README.md

# Penelope

Natural Language Processing (NLP) and Machine Learning (ML) library for Elixir.
Penelope provides a scikit-learn-inspired interface to the the
[LIBSVM](https://www.csie.ntu.edu.tw/~cjlin/libsvm/),
[LIBLINEAR](https://www.csie.ntu.edu.tw/~cjlin/liblinear/), and
[CRFsuite](http://www.chokkan.org/software/crfsuite/) C/C++ libraries in
Elixir, which can be used for many ML/NLP applications.

## Status
[![Hex](http://img.shields.io/hexpm/v/penelope.svg?style=flat)](https://hex.pm/packages/penelope)
[![CircleCI](https://circleci.com/gh/pylon/penelope.svg?style=shield)](https://circleci.com/gh/pylon/penelope)
[![Coverage](https://coveralls.io/repos/github/pylon/penelope/badge.svg)](https://coveralls.io/github/pylon/penelope)

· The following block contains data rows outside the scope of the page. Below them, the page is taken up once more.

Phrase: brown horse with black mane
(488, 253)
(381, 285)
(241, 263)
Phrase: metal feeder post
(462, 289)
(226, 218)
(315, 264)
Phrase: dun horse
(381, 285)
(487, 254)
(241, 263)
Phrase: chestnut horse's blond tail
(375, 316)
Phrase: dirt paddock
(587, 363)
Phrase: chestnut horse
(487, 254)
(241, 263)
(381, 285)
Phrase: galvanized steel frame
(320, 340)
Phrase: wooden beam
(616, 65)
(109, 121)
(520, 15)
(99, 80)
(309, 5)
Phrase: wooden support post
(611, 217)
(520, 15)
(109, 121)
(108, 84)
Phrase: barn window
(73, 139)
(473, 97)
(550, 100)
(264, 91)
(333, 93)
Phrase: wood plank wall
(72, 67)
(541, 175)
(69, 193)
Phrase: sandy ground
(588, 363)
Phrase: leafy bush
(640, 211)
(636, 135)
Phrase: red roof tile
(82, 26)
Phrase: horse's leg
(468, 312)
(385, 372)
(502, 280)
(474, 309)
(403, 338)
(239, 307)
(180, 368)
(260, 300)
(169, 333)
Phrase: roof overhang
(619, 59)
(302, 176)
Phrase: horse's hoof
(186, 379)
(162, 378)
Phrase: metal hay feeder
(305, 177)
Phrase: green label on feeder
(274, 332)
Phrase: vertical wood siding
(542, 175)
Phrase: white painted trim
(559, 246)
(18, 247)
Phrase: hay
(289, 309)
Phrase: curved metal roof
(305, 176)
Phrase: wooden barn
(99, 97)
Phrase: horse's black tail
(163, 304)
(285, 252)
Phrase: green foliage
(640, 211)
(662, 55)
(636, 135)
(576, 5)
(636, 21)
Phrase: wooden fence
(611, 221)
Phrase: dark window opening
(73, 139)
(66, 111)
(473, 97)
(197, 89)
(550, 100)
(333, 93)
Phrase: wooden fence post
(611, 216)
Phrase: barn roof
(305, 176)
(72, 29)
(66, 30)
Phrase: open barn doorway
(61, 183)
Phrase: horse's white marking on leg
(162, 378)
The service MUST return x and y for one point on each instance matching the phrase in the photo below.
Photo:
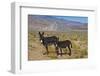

The API reference is available [here](https://hexdocs.pm/penelope/).

## Installation

### Dependencies
First, clone the project's submodules.

```bash
git submodule update --init
```

This package requires an implementation of `BLAS` for efficient matrix math.
It can be installed on each platform as follows:

#### OSX
BLAS is built into OSX.

#### Alpine
Install `openblas-dev` via apk.

```bash
sudo apk add openblas-dev
```

#### Ubuntu
Install `libblas-dev` via apt.

```bash
sudo apt install libblas-dev
```

### Hex
```elixir
def deps do
  [
    {:penelope, "~> 0.4"}
  ]
end
```

## Usage

### Intent Classification/Entity Recognition
Penelope can be used to build a machine learning model for identifying natural
language utterances and extracting parameters from them. The
`Penelope.NLP.IntentClassifier` module uses a predictor pipeline for
recognizing intents and a recognizer pipeline for extracting named entities
from the utterance. The following is a contrived example that classifies
intents based on the token length of the utterance.

```elixir
alias Penelope.NLP.IntentClassifier

pipeline = %{
  tokenizer: [{:ptb_tokenizer, []}],
  classifier: [{:count_vectorizer, []},
               {:linear_classifier, [probability?: true]}],
  recognizer: [{:crf_tagger, []}],
}
x = [
  "you have four pears",
  "three hundred apples would be a lot"
]
y = [
  {"intent_1", ["o", "o", "b_count", "b_fruit"]},
  {"intent_2", ["b_count", "i_count", "b_fruit", "o", "o", "o", "o"]}
]
classifier = IntentClassifier.fit(%{}, x, y, pipeline)

{intents, params} = IntentClassifier.predict_intent(
  classifier,
  %{},
  "I have three bananas"
)
```

#### Pipeline Definition

```elixir
pipeline = %{
  tokenizer: [{:ptb_tokenizer, []}],
  classifier: [{:count_vectorizer, []},
               {:linear_classifier, [probability?: true]}],
  recognizer: [{:crf_tagger, []}],
}
```

This block configures the tokenizer, classifier, and recognizer pipelines
used by the intent classifier. A pipeline in Penelope is a list of components
and configuration that are used to train/predict a machine learning model,
with an interface similar to that used in scikit-learn.

The tokenizer converts a string utterance into a sequence of tokens. In this
example, we use the [Penn Treebank](ftp://ftp.cis.upenn.edu/pub/treebank/public_html/tokenization.html)
tokenizer (`:ptb-tokenizer`). The tokenizer pipeline is run before either
of the other two pipelines, so that they can share its output.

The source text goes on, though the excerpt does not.